After a tumultuous week, the federal government today agreed to stabilize American financial institutions and the country’s economy by spending as much as $700 billion to purchase their troubled real estate assets.
Builders, among others, signaled their relief at the bailout’s approval. “This legislation was absolutely essential to prevent a collapse in our financial system that would have inflicted devastating damage to our nation’s economy,” said Sandy Dunn, the West Virginia builder who is president of the NAHB, who said she hoped “this will set the stage for rebuilding confidence, restoring the availability of credit for businesses and consumers, and reversing the downward spiral in home prices and rising foreclosures that are root causes of today’s financial turmoil.”
Other housing groups also applauded the government’s decision to address the economic situation in this way. “The National Association of Realtors is truly relieved that members of the U.S. House of Representatives, like their counterparts in the Senate, were able to come together in a bipartisan effort to pass the Emergency Economic Stability Act of 2008,” said Richard Gaylord, president of the National Association of Realtors. “As we have been saying, this legislation is critical to stopping the economic turmoil that millions of Americans are facing.
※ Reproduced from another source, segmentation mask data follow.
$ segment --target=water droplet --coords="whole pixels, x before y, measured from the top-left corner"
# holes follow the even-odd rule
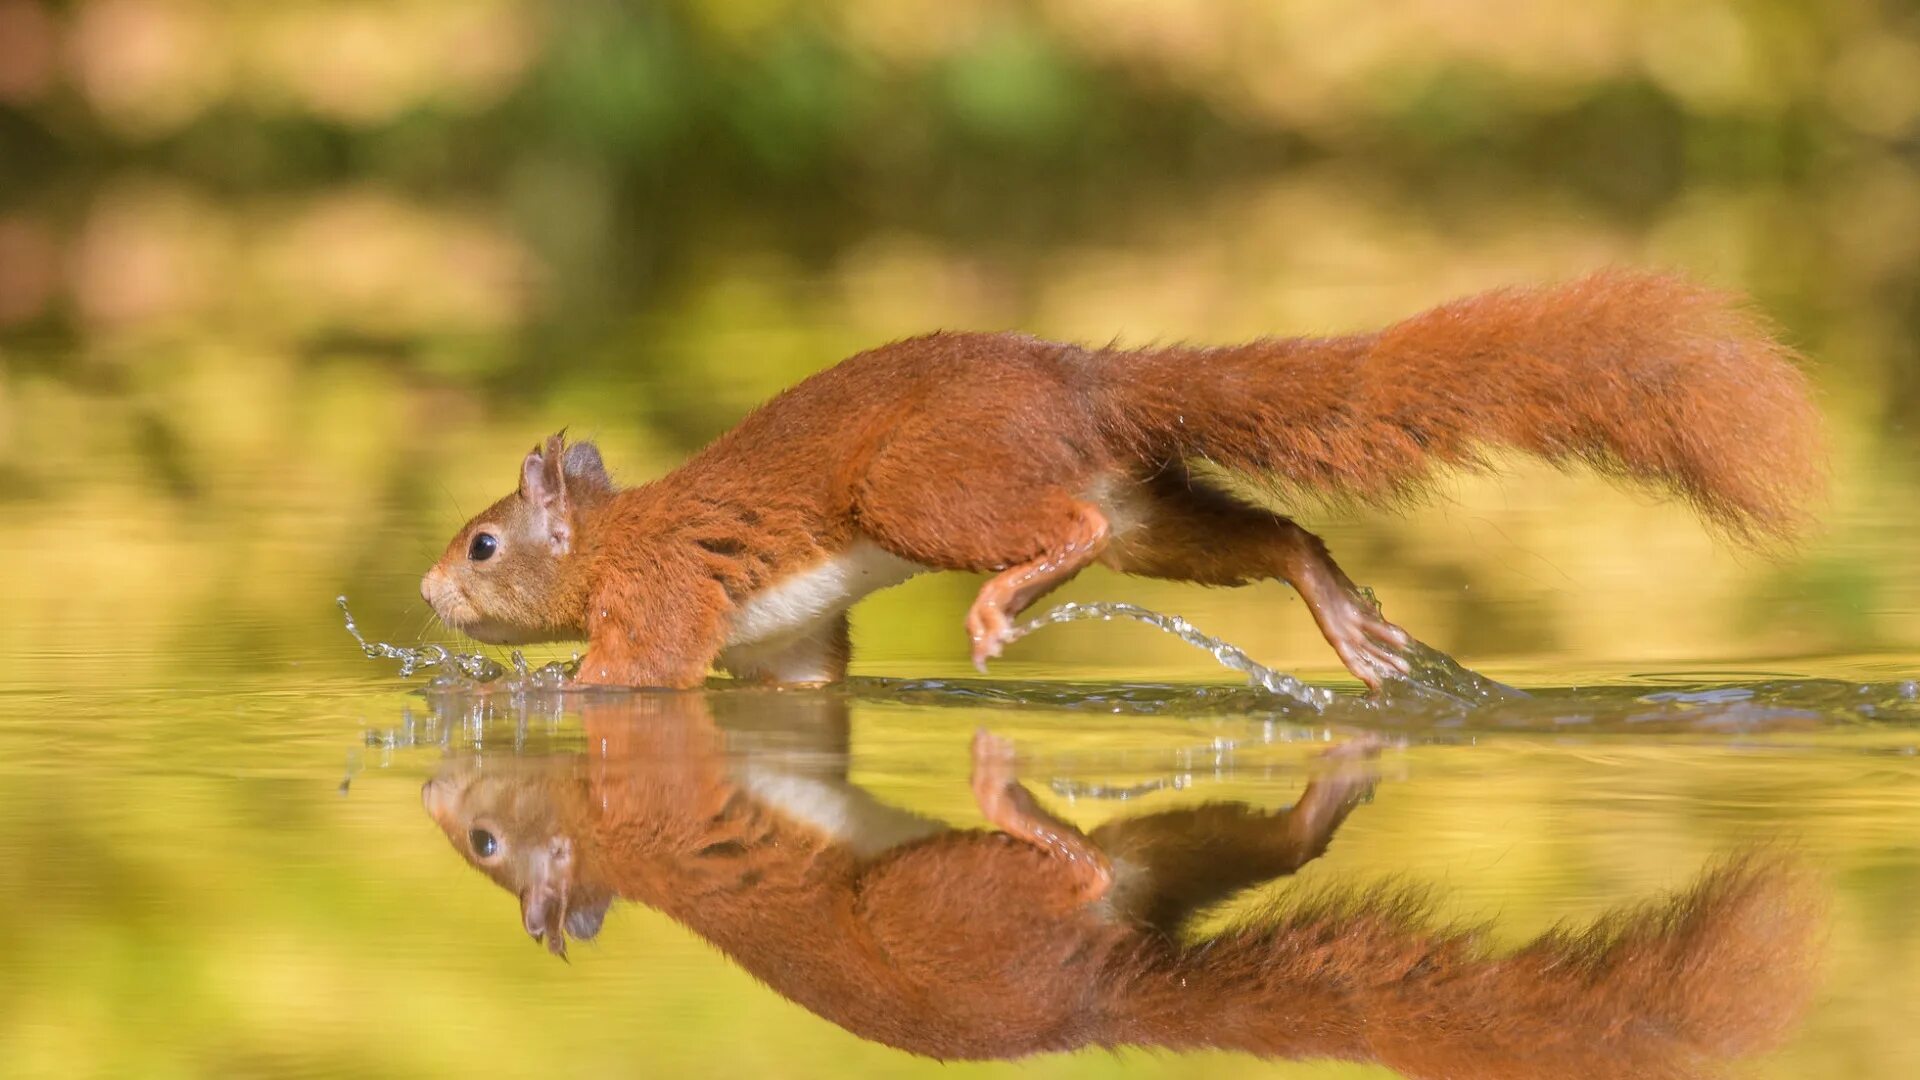
[[[435,675],[432,685],[457,688],[463,679],[467,683],[491,683],[511,673],[513,678],[506,684],[508,689],[524,690],[537,685],[527,670],[526,657],[517,649],[509,657],[513,666],[508,668],[492,657],[480,653],[457,653],[444,645],[421,645],[417,648],[408,648],[404,645],[391,645],[384,641],[368,641],[361,636],[359,627],[354,624],[353,613],[347,609],[347,598],[338,597],[334,602],[340,606],[341,617],[346,621],[347,633],[353,635],[354,641],[359,643],[360,651],[371,660],[398,660],[400,677],[403,679],[412,678],[421,672],[434,671],[438,674]],[[548,668],[556,666],[558,665],[546,665]],[[579,657],[576,656],[572,668],[577,669],[578,666]],[[569,673],[570,669],[563,670],[562,679]]]
[[[1266,667],[1241,651],[1239,647],[1201,633],[1192,623],[1177,615],[1162,615],[1157,611],[1150,611],[1134,604],[1062,604],[1023,626],[1015,627],[1009,635],[1009,640],[1024,637],[1042,626],[1080,619],[1111,622],[1115,618],[1127,618],[1146,623],[1148,626],[1174,635],[1189,645],[1197,646],[1211,654],[1225,667],[1246,675],[1250,683],[1269,693],[1291,698],[1315,710],[1324,709],[1333,701],[1331,690],[1309,686],[1291,675]]]

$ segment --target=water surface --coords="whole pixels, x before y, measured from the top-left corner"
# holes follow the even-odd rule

Today’s action will go a long way toward ending the current economic crisis crippling the housing and financial markets.”
John Courson, COO of the Mortgage Bankers Association, agreed. "The ongoing credit crunch has severely impacted the ability of individuals and businesses of all sizes to borrow, and has threatened to slow down the entire U.S. economy. … This will enable financial institutions to offer credit so individuals can purchase homes and other items and businesses can continue to operate and grow."
Thanks to President George W. Bush’s signature this afternoon, the bill approved today by the House of Representatives has become law. However, it may take several weeks to get the $700 billion initiative rolling.
“We would expect the Treasury to start ramping up the size of auctions over the next several weeks to fund the program – with an initial target of perhaps $100 to $200 billion in the program account by mid-November, but the agency is not expected to be staffed and up and running for perhaps four to six weeks-- actual purchases of securities are not likely until perhaps the second half of November,” suggested Brian Bethune, chief U.S. financial economist for Global Insight in Lexington, Mass. "However, mortgage-backed securities prices should rise immediately in secondary markets in anticipation of these purchases, and that should provide some relief fairly quickly for severely stressed capital positions in the banking system.”
Still, Bethune cautioned that this program, while critically important, will not turn the U.S. economy around overnight. “It would be naïve to assume that these measures alone will be a panacea for the economy. The economy is in the midst of a recession, and the passage of the [financial rescue] legislation, in conjunction with anticipated rate cuts from the Federal Reserve only will provide some scaffolding under the financial markets over the next few months to prevent a more serious meltdown,” he said. “We do not expect to feel a palpable improvement in general credit conditions until perhaps the end of 2008 or early 2009. Nevertheless, perhaps these latest policy developments will represent the first glimmer of hope that there may be some light at the end of the long tunnel for the banking system and the economy.”
Alison Rice is senior editor, online, at BUILDER magazine.